Now that the hoopla of the arguments surrounding the individual insurance mandate is over, don’t overlook two important issues today when Supreme Court hearings on the constitutionality of the Affordable Care Act continue.
First off: If the court strikes down the individual mandate, what happens to the rest of the law? It contains many provisions that have little to do with the mandate. Should the whole law go down?
Yesterday’s arguments–which went badly for the government–could make today’s question critical.
Lawyers for the Obama administration say that if the mandate falls, two popular provisions would also fall, but the rest of the law should survive. The most popular part of the law that would fall is the “guaranteed issue” that, in part, requires health insurance companies to offer and renew coverage even if an individual has a pre-existing condition.
But at a recent event hosted by Bloomberg Law and Scotusblog, Michael Carvin, a lawyer representing the National Federation of Independent Business and four individuals, said the entire law must fall if the mandate is struck down.
“Once you’ve ripped the heart and the lung out of the body, it doesn’t matter that the fingers continue to actually move, ” Carvin said. “What matters is if they can move in the way Congress intended.”
The court has appointed a lawyer to argue a third position that was taken by the 11th Circuit Court of Appeals: Even if the mandate falls, every other provision of the law should still stand.
To recap: If the individual mandate is struck down, the challengers of the law argue every other part of the law should fall. The government argues that only two popular provisions should fall and the Amicus counsel argues that every other provision should still be able to stand.
This afternoon the court will hear an hour of arguments on the law’s expansion of Medicaid.
“In all the excitement of the individual mandate, don’t lose sight of this issue,” Paul Clement, the lawyer for the states, warned recently at an event at Georgetown University Law Center, referring to a part of the law that expands Medicaid.
No lower court has struck down the Medicaid expansion of the law, but the Supreme Court thought the issue was important enough to warrant an hour of oral argument.
Clement argues that Medicaid was established in 1965 as a cooperative federal-state partnership but the new law creates a “dramatic transformation” of that relationship. Beginning in 2014, states will be asked to cover all individuals younger than 65 with incomes up to 133 percent of the poverty level. Although the federal government will initially fund 100 percent of that expansion, by 2017, states will be responsible for 5 percent of those costs, with that number increasing to 10 percent by the end of the decade.
Congress made the new terms a condition of continued participation in Medicaid. Opponents say the government is forcing the states to participate because no state could reasonably expect to withdraw from the program. “The ACA threatens states with the loss of every penny of federal funding under the single largest grant-in-aid program in existence, literally billions of dollars each year, if they do not capitulate to Congress’ steep new demands,” Clement writes.

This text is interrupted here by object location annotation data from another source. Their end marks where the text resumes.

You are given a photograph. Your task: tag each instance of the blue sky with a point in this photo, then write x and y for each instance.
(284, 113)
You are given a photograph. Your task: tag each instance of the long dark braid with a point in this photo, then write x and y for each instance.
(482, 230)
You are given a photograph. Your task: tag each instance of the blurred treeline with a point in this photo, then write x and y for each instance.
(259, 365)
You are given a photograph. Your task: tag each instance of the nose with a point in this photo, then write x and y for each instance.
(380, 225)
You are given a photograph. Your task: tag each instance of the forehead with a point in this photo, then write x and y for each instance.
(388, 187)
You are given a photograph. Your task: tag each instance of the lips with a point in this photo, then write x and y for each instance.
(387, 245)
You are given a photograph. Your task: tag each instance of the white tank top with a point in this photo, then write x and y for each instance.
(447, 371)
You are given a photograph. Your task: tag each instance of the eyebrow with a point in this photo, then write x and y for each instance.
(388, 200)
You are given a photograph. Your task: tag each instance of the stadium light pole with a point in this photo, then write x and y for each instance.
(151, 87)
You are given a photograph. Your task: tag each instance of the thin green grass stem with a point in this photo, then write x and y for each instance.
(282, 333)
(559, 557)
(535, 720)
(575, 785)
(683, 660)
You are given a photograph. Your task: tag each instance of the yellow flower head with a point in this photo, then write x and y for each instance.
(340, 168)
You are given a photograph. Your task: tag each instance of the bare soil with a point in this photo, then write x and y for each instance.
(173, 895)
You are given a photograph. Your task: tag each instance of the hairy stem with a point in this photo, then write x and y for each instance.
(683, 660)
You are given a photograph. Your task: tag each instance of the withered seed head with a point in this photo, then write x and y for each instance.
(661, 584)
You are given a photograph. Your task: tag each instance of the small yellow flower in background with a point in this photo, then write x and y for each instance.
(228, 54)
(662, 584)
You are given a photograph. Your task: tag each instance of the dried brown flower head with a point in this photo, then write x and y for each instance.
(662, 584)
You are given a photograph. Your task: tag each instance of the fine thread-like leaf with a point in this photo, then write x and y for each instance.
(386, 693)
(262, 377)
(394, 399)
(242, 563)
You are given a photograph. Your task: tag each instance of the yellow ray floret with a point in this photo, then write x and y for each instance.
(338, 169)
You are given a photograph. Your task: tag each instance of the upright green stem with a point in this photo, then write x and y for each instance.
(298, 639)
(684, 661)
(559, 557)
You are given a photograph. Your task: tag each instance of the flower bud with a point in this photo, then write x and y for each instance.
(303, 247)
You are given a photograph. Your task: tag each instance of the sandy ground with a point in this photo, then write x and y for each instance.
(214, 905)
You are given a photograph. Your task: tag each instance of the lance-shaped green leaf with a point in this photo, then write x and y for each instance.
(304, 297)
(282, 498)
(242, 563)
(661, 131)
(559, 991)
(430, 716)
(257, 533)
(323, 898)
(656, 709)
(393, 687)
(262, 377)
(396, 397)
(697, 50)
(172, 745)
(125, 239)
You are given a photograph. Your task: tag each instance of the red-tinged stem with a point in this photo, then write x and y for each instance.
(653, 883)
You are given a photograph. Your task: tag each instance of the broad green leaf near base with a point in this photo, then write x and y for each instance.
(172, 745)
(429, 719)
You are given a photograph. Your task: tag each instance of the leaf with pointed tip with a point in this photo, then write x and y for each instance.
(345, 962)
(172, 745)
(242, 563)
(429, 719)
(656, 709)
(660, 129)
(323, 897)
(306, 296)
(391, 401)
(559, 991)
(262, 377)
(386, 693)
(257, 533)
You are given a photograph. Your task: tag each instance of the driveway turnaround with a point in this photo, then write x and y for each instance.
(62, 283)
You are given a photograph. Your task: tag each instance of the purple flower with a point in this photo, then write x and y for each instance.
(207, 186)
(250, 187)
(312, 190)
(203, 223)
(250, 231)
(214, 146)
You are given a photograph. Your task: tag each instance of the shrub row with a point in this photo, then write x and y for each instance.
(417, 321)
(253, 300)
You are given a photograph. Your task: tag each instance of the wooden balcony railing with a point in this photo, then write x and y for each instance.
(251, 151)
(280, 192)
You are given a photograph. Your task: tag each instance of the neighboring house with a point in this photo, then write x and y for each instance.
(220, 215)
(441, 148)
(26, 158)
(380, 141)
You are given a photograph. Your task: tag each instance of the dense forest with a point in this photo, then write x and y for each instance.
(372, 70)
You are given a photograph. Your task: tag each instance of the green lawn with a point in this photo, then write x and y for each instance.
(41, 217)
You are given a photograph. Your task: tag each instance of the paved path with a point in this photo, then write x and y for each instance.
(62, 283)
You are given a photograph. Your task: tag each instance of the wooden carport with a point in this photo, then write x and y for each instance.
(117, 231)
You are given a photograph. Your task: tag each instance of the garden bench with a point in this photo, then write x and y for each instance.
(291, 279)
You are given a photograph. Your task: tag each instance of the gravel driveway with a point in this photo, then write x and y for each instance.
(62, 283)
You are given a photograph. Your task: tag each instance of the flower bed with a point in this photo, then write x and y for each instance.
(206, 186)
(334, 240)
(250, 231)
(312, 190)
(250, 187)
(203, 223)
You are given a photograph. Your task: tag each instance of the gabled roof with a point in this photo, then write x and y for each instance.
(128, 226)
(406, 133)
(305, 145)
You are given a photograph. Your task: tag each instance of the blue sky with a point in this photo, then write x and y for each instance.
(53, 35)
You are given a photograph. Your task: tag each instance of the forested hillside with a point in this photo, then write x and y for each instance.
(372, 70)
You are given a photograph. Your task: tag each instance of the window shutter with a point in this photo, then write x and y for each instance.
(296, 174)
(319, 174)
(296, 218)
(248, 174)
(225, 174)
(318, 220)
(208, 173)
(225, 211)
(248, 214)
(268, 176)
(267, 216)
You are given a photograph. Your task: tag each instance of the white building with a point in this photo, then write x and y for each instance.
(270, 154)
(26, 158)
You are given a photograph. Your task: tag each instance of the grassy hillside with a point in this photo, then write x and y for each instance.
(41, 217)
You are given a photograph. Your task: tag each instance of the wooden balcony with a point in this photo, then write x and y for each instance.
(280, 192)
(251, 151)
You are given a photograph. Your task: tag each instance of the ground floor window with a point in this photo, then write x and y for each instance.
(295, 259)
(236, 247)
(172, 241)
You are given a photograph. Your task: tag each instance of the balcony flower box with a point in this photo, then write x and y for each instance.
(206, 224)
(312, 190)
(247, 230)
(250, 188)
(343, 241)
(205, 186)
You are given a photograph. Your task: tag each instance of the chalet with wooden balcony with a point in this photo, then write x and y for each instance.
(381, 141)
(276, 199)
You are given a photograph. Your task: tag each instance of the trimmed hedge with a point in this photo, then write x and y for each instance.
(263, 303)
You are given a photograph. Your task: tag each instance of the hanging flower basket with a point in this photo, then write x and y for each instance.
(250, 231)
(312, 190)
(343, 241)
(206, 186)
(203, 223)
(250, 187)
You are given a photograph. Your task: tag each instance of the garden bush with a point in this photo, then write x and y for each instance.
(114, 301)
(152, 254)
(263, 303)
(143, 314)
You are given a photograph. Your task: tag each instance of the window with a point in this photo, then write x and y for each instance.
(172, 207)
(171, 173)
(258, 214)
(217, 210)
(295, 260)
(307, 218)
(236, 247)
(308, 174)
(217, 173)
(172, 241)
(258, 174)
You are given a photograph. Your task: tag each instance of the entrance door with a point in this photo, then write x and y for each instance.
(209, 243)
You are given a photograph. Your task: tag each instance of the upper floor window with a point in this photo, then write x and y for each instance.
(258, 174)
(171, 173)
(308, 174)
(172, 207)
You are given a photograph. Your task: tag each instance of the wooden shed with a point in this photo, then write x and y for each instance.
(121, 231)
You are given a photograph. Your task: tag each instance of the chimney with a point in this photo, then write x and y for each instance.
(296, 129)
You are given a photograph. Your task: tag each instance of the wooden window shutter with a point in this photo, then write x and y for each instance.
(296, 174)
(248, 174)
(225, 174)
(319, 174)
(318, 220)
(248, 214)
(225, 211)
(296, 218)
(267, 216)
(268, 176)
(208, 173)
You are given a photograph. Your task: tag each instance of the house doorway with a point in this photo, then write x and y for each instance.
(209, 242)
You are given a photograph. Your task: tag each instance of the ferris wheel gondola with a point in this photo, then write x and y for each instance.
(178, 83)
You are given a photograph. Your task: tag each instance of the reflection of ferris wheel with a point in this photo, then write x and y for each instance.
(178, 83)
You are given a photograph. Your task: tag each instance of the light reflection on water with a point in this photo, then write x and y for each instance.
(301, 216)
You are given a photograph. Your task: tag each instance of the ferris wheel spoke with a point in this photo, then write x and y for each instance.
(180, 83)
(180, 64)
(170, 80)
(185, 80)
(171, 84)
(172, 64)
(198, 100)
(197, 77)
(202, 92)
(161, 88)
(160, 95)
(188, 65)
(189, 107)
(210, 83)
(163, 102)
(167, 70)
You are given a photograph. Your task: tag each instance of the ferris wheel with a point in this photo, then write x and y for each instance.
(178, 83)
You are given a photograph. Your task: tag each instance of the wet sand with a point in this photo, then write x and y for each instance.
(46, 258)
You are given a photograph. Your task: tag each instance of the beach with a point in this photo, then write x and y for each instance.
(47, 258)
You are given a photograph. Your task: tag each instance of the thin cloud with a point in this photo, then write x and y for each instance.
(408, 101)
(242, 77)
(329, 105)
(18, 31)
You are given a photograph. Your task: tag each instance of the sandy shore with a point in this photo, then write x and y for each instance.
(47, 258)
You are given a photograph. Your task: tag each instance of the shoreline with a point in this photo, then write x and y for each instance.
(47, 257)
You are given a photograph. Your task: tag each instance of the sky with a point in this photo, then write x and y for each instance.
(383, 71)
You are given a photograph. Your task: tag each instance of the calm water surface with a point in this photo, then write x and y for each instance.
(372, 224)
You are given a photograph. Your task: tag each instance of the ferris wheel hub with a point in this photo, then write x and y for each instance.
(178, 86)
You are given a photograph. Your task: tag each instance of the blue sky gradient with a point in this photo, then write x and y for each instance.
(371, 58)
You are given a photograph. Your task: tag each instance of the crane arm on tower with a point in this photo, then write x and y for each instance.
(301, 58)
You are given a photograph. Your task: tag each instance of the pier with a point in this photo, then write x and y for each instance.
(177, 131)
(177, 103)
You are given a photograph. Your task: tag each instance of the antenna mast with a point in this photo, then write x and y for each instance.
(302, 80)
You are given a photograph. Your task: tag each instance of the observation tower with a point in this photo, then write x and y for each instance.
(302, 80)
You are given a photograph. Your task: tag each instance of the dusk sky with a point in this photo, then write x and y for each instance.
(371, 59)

And he says the law provides no means, other than Medicaid, for the nation’s neediest residents to obtain insurance and thereby comply with the mandate.
The government argues, however, that although Medicaid has expanded over the years, many low-income individuals have remained ineligible. So Congress addressed the crisis by extending Medicaid eligibility to certain individuals.
It argues that the federal government will bear nearly the entire cost of medical assistance for individuals made newly eligible and that the states’ spending on Medicaid “will be offset by other savings the states will achieve as a result of the ACA’s reforms.”
The government says that from the outset, Congress specifically reserved the right to “alter, amend or repeal” any provision of the Medicaid Act and that states “remain free to opt out of Medicaid if they so choose.”
The 11th Circuit Court of Appeals rejected the states’ claim in part because states were warned from the beginning that Congress reserved the right to make changes to Medicaid, that the federal government will bear nearly all the costs associated with the expansion and that the states have the power to tax and raise revenue and, therefore, can create and fund programs of their own if they do not like Congress’ terms.